Dans le document The DART-Europe E-theses Portal (Page 110-117)

QUATRE POINTS D’OBSERVATION EN ISERE

A. Evolutions socioéconomiques des quatre territoires

L’un des points communs à nos quatre zones d’étude est la croissance démographique qu’elles connaissent, depuis vingt ans pour certaines, plus récemment pour les autres. Si l’accroissement démographique est commun à nos quatre points d’observation et plus généralement au département de l’Isère, il n’est pas identique partout, avec des variations conséquentes dans les catégories de population qui s’établissent dans nos points d’observation (1). Dans le même temps, les points d’observation sélectionnés présentent des dynamiques économiques très différentes, qui ont elles-mêmes influencé les évolutions démographiques (2).

1. Un accroissement démographique généralisé

Si la démographie du département de l’Isère est plutôt stable depuis 1990 avec une augmentation d’environ 1% de la population totale, les points d’observation sélectionnés pour notre enquête connaissent une croissance démographique plus soutenue par rapport à la moyenne départementale, même s’il existe des différences parfois marquées : ainsi les cantons de Villard-de-Lans et de Saint-Ismier voient leur population exploser depuis 1990, tandis que l’attrait pour le canton de Pont-de-Chéruy et la commune d’Echirolles ne se renouvelle qu’à partir de 1999.

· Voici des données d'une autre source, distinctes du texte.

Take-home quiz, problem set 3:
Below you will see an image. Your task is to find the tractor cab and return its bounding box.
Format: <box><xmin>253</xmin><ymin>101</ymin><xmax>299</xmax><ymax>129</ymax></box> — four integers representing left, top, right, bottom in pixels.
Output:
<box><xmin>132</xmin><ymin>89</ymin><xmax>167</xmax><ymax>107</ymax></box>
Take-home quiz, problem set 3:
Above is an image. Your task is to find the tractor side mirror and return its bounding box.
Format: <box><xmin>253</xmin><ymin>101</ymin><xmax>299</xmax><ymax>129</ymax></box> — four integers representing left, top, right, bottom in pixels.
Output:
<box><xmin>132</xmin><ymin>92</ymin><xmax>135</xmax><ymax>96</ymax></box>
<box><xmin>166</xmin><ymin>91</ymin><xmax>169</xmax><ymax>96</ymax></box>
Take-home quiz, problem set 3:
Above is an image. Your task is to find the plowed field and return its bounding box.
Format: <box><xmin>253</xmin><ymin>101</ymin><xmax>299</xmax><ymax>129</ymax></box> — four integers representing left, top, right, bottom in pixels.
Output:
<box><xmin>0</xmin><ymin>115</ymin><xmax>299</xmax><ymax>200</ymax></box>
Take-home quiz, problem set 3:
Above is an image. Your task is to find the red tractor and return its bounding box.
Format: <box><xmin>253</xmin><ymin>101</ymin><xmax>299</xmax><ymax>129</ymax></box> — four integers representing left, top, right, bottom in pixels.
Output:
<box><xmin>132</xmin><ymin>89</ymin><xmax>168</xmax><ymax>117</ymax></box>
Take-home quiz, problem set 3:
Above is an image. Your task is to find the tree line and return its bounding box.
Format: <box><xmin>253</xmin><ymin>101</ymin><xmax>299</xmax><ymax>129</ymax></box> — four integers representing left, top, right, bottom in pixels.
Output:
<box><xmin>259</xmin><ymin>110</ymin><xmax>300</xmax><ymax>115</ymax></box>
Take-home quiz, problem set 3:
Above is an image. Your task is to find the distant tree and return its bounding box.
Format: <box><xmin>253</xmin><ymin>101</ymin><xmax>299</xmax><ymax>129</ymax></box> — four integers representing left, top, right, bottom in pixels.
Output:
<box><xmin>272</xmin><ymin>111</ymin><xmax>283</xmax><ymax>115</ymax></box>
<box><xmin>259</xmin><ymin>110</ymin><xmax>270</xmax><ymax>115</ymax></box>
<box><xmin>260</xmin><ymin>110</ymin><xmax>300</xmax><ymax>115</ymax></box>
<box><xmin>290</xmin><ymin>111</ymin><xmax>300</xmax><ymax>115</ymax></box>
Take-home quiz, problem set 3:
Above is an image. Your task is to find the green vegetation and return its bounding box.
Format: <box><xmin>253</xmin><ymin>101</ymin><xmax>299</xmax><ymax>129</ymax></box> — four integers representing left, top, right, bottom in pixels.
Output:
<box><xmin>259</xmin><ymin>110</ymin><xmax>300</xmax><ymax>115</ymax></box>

L’INSEE classe le canton de Saint-Ismier dans le territoire Pays du Grésivaudan113 qui s’étire le long de la vallée de l’Isère entre Grenoble et Chambéry : le canton ne représente donc qu’une toute petite partie du Pays du Grésivaudan mais sa situation est assez comparable à celle du reste de ce territoire, nous fournissant donc des informations utiles pour caractériser les évolutions démographiques de la zone. Au cours des années 1990, le Pays du Grésivaudan s’est largement urbanisé : en dix ans la proportion de la population du territoire vivant dans un espace à dominante urbaine est passé de 74% à 92%. Cette extension de l’espace urbain dans la vallée est principalement due à l’élargissement de l’agglomération grenobloise qui intègre en 1999 cinq communes supplémentaires dans son aire urbaine par rapport à 1990. Entre 1962

113 INSEE Rhône-Alpes, Portrait du Pays du Grésivaudan, septembre 2008.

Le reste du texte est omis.